The brokers who jumped off buildings in 1929 were shocked to be losers. Why did they jump? Every “ruined” stock trader no doubt still had access to human capital—connections, know-how, intuition—that fairly quickly he could have turned into a handsome salary. He wouldn’t be super-rich anymore, but he’d have food to eat, a home to live in, and clothes to wear. Despite being “ruined,” a Wall Street trader in 1929 would still have more material wealth than all the people in Kansas whom he’d impoverished with his margin trading. The trader killed himself not because he was hungry but because he couldn’t stand being a loser in the game of Manhattan Money Madness.

The collapsed Korean gamer is no different from the self-defenestrated Wall Streeter. They’re both people who died for fear of losing an economic game. But the purpose of designing games is to help people have fun. It is not fun to die. Surely we can design economic games in which everyone has fun all the time and nobody gets killed. The game industry is in fact well advanced down that road. To designers, the purpose of money is to generate fun. Here’s an example: designers could give money to eve­rybody in a virtual world. If you do nothing more than pick a virtual flower in a virtual field, there will be some merchant somewhere who will buy it from you. It’s tremendously easy to make money in virtual economies since there’s always something to do for pay, no matter your age, sex, or skills. Nobody is ever unemployed. Designers build it that way because they have found that people have more fun in an economy where everybody earns money all the time, almost without effort.

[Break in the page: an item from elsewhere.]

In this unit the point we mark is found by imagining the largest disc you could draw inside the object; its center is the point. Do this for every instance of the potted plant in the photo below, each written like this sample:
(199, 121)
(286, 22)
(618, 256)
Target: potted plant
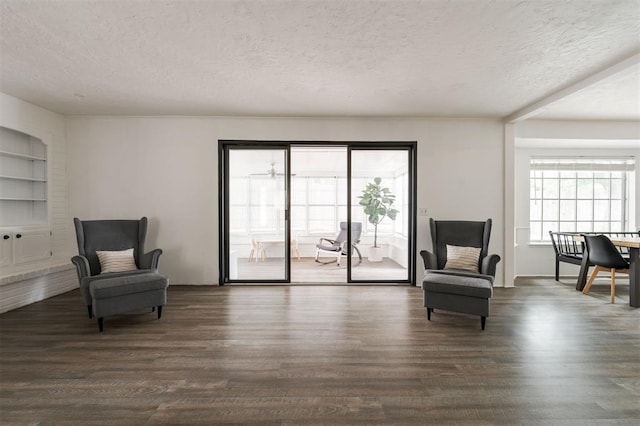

The game industry understands what economists don’t: that money is an entertainment object. Driven by the ever growing demand for livable fantasies, this industry is feverishly exploring the different ways money can be used to entertain players within a structured goal environment. If virtual economies have the potential to contribute a large portion of our GDP, children will eventually grow up treating virtual and real economies as more or less comparable systems. As the line between the virtual and real worlds disappears, people will begin to wonder why money is easy to earn in one economy and difficult in another. They will ask why the real-world economy can’t be more fun.

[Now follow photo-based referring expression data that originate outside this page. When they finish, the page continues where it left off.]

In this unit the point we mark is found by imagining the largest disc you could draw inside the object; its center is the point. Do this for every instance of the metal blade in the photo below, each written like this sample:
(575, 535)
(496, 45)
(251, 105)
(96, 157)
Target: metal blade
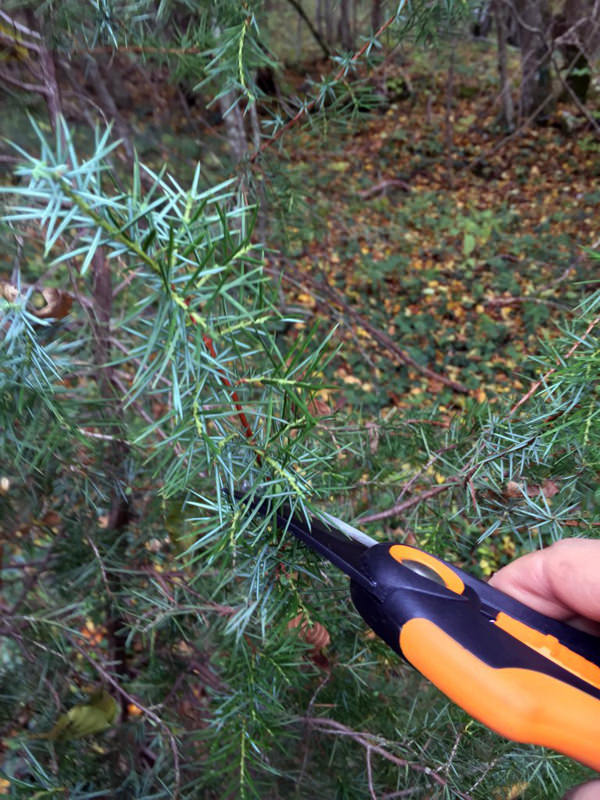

Albert Camus believed that the modern world confronted us with the task of Sisyphus: push a huge stone toward the top of a hill, watch it roll back down, and trudge to the bottom to push again. Repeat ad infinitum. There’s no advancement, no achievement, no glory, no meaning. In today’s economy, countless people perform tedious, Sisyphean tasks just to make a living.

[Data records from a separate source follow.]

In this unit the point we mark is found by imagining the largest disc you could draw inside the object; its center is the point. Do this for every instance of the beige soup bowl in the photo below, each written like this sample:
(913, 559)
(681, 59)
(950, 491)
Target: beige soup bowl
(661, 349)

Given a chance to redesign, the needed changes are obvious. First, lower the hills and shrink the rocks. Let people roll the rocks over the hills. Reward their achievement with money. Let them buy better-looking clothes. When they are ready for another challenge, give them a larger rock and a taller hill. Make sure that the goal is attainable: you don’t want to frustrate people or they will quit the game. On the other hand, if you keep the same small rocks and low hills, the players will become bored. Gradually escalate the difficulty, providing rewards for each completed challenge and varying the circumstances to prevent boredom: let them push a rock through a swamp, around a tree, or over your mother-in-law’s Volvo. Let people form groups to push as a team, and the players will create a community, a human village that faces each challenge together and succeeds against the odds. 

Why should we continue to play a game we don’t enjoy? Why don’t we design something else? There’s no difference between a game developer and a government. Both serve polities and communities of interest. Both issue judgments and rulings. Both form policies that design economies. Eventually, people who play games in virtual worlds will start to ask, “Why can’t the world be more fun?” Money—“real” money—is about to become an object of game design.